En un fallo polémico, el colombiano Jorge Eliécer Julio pierde la posibilidad de ganar oro en los Olímpicos.

El escándalo también llegó a la delegación colombiana. Pero no se trató, como podría pensarse, de un asunto de drogas o algo por el estilo. Esta vez un deportista colombiano, el boxeador Jorge Eliecer Julio Rocha, fue víctima de los jueces, que levantaron más de una polvareda durante los Juegos Olímpicos de Seúl-88.

Cuando partió hacia Corea la delegación colombiana, se alzaron las voces de protesta al saberse que, de los 81 integrantes de la embajada deportiva, sólo 44 eran deportistas.
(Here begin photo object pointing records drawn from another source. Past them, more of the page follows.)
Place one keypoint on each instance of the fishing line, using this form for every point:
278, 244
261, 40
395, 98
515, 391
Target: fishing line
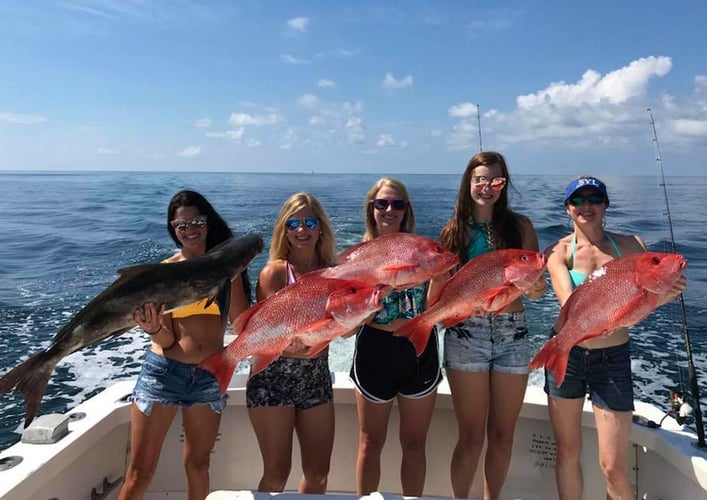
692, 375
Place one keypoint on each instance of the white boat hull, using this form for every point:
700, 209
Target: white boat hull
664, 463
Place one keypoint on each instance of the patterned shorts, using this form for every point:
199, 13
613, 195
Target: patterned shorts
301, 383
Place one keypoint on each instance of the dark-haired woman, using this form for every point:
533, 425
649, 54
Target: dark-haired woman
181, 339
486, 358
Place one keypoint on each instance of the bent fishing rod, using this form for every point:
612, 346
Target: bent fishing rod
692, 375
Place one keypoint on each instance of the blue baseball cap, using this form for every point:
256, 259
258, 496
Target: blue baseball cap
586, 183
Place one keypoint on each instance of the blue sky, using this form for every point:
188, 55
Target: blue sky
359, 86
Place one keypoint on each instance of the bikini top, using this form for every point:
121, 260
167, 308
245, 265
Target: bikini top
575, 276
406, 303
482, 235
195, 308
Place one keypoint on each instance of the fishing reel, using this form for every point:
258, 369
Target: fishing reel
680, 409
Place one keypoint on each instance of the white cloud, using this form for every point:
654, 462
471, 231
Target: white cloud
463, 110
308, 100
244, 119
391, 83
298, 24
290, 59
355, 130
323, 83
190, 152
21, 119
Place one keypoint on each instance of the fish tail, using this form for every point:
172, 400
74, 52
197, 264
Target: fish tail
552, 357
31, 378
417, 331
221, 366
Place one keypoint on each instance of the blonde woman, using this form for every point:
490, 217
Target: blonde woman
294, 393
385, 368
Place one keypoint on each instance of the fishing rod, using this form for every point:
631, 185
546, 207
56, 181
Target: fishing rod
692, 375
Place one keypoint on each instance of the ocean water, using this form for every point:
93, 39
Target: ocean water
66, 234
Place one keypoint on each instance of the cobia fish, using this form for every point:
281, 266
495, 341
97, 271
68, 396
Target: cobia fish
487, 283
400, 260
111, 313
314, 309
619, 294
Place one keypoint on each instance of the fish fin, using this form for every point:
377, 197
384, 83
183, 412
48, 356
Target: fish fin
261, 361
221, 366
31, 378
553, 357
417, 331
222, 299
316, 349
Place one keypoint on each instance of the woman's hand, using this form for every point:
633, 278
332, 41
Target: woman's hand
149, 318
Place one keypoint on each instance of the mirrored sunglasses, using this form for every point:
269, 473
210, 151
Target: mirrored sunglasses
181, 225
593, 199
495, 183
308, 222
383, 204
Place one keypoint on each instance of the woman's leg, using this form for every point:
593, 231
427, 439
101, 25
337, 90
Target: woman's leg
506, 400
273, 427
200, 430
373, 428
315, 432
470, 395
566, 420
147, 433
613, 431
415, 418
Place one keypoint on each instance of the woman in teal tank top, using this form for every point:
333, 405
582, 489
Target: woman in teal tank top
486, 358
600, 366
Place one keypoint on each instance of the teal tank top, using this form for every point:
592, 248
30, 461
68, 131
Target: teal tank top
575, 276
482, 239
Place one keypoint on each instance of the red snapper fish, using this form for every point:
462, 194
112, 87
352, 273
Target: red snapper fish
400, 260
315, 309
619, 294
485, 284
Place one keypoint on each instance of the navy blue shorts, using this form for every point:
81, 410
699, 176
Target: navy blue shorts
169, 382
302, 383
385, 366
604, 373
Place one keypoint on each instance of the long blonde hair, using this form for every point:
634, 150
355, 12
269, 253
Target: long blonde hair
408, 223
326, 244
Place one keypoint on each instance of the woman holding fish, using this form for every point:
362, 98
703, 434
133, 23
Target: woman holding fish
294, 393
181, 339
486, 356
385, 367
591, 353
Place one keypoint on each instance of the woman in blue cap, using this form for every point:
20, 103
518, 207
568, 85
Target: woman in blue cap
600, 366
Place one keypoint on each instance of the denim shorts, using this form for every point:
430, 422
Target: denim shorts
605, 373
298, 382
169, 382
496, 342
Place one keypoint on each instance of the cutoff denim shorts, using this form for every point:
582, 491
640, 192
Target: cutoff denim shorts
496, 342
169, 382
604, 373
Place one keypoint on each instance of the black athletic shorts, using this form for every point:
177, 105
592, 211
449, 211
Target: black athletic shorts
385, 366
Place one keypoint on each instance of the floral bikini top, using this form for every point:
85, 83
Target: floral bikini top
406, 303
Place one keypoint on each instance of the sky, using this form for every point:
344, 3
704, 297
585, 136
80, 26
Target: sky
353, 86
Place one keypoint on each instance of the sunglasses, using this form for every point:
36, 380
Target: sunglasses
181, 225
496, 183
308, 222
593, 199
383, 204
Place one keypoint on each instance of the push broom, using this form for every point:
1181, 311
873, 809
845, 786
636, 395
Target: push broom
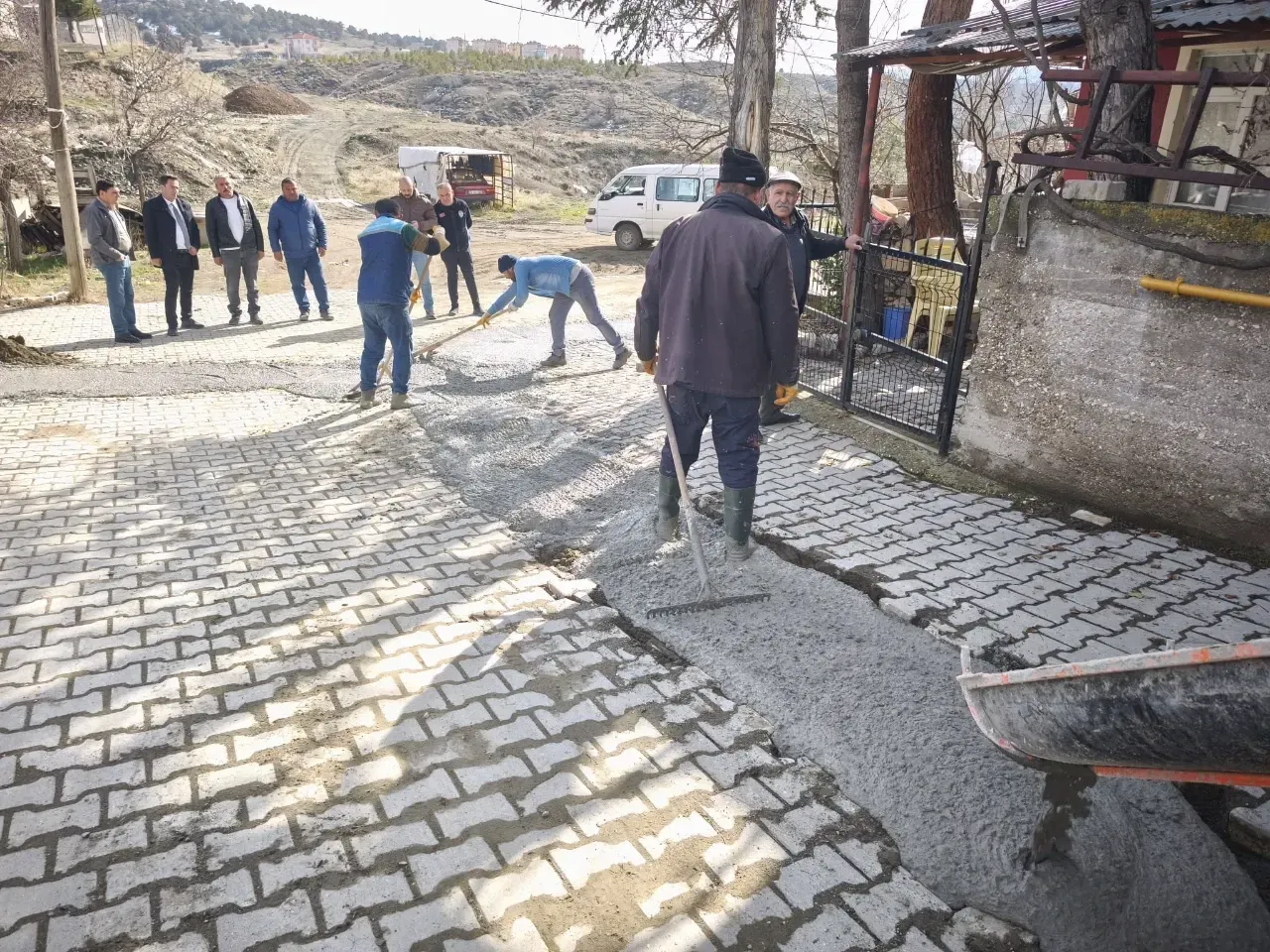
706, 599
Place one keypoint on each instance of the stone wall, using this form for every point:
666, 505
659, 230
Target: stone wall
1138, 404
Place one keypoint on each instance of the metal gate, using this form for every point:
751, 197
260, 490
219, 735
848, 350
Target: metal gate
901, 358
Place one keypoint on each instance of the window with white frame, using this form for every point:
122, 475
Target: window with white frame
1237, 119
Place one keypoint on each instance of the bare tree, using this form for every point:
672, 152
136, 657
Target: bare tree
852, 23
1120, 33
753, 77
158, 96
929, 137
992, 109
23, 145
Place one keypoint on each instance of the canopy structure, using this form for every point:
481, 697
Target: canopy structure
985, 42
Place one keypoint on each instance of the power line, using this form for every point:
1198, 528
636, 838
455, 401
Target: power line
539, 13
581, 19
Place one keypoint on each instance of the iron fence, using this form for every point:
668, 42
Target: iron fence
821, 327
905, 329
899, 357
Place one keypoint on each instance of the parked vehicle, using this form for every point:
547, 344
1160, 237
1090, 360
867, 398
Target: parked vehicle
638, 204
470, 184
479, 176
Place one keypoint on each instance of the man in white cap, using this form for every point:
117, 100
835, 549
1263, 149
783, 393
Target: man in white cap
784, 190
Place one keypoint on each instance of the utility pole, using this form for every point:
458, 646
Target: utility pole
73, 246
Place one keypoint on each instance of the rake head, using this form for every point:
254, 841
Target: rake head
707, 604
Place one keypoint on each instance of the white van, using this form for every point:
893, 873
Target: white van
636, 206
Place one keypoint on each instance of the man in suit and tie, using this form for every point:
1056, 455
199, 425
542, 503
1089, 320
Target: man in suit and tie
172, 236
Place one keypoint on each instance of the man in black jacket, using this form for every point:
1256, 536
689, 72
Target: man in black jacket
717, 320
784, 190
456, 218
236, 240
172, 236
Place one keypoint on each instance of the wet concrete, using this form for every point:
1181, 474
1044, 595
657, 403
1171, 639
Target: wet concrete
870, 697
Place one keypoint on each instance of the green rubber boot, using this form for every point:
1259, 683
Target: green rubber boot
667, 508
738, 513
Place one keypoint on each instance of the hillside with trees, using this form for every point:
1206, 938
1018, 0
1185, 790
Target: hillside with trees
240, 23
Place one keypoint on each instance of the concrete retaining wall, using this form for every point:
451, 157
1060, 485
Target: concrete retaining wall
1137, 404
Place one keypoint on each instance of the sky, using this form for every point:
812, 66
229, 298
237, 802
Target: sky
474, 19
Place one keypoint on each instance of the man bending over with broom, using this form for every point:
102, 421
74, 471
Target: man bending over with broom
719, 298
566, 281
384, 298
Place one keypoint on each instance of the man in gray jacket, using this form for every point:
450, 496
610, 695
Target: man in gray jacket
111, 249
418, 212
716, 321
238, 245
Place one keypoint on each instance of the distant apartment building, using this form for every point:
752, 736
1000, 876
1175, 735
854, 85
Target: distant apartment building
300, 45
488, 46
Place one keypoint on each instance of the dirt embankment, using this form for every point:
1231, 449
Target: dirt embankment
263, 99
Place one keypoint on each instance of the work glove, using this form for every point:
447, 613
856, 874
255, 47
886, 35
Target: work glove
785, 394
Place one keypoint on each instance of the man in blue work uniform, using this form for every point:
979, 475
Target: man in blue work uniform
384, 286
566, 281
299, 234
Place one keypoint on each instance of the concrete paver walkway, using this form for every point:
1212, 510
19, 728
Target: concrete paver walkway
266, 676
266, 683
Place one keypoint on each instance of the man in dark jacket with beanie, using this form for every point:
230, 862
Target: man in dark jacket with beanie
716, 321
384, 286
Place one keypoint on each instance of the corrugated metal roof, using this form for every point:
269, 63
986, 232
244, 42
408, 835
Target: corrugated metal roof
1060, 22
1210, 16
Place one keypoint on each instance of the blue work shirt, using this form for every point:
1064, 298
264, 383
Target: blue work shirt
545, 276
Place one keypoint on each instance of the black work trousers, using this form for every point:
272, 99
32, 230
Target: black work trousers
178, 278
456, 258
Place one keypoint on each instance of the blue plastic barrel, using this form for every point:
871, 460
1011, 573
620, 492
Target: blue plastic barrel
894, 322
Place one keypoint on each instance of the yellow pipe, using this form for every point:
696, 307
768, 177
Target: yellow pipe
1206, 291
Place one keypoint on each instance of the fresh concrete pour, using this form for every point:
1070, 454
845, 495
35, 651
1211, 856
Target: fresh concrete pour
568, 458
871, 698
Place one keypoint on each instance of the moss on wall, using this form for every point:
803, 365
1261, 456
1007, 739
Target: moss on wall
1191, 222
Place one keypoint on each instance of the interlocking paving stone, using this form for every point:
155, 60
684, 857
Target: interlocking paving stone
303, 748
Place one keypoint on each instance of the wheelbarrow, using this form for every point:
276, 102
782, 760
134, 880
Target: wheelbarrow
1198, 715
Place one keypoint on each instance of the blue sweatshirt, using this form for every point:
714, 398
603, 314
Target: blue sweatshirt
545, 276
296, 229
388, 245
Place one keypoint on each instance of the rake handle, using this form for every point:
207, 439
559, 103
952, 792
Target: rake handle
698, 556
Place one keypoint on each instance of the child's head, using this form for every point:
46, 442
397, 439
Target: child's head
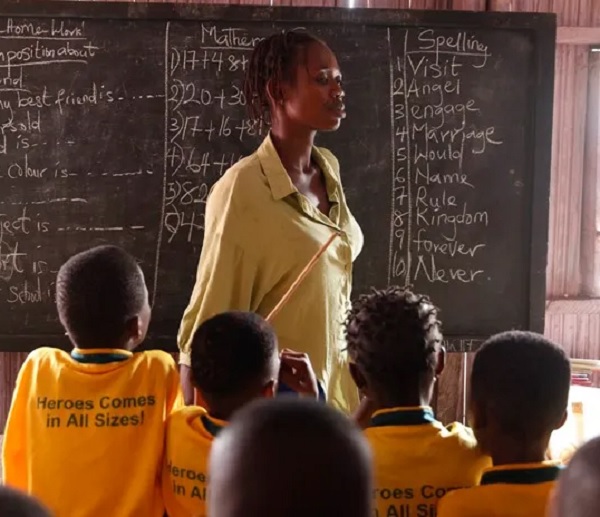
18, 504
394, 343
578, 491
293, 458
234, 360
519, 393
102, 299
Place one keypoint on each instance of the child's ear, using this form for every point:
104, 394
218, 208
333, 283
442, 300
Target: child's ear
441, 363
358, 377
269, 389
562, 420
135, 331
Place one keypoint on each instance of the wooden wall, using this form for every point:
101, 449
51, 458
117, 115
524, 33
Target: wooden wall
571, 268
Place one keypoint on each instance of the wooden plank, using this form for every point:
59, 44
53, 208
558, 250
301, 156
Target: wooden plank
578, 35
468, 5
452, 388
566, 188
590, 253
De antemano se sabía que el nivel técnico de los atletas nacionales no daba para esperar medallas y las esperanzas se cifraban en lo que pudiera hacer el tirador Bernardo Tovar y en los puños de los boxeadores, que tradicionalmente han sido los que mejores dividendos le han dejado al deporte colombiano.

Bernardo Tovar, al parecer traicionado por los nervios, no alcanzó a atinarle a una medalla, pero quedó en un decoroso sexto lugar en su modalidad, la pistola neumática. El boxeo, por su parte, fue el encargado de deparar las mayores emociones. Recién iniciadas las competencias, llegó la noticia de que el costeño Jorge Eliécer Julio, un muchacho de 19 años, que vendía pescado en Barranquilla y luego se convirtió en celador, había vencido fácilmente a su primer oponente, un filipino que no tuvo nada que hacer frente a la depurada técnica del colombiano. Los comentaristas deportivos se encargaron de dar la primera voz de alerta, cuando afirmaron que posiblemente, no había en Seúl otro gallo mejor que Julio. Por esos mismos días tuvo lugar el primer escándalo. Los segundos del equipo de Corea del Sur la emprendieron contra árbitro y jueces, cuando supieron que su pupilo había sido declarado perdedor frente al búlgaro Alexander Hristov, campeón europeo aficionado de la categoría gallo.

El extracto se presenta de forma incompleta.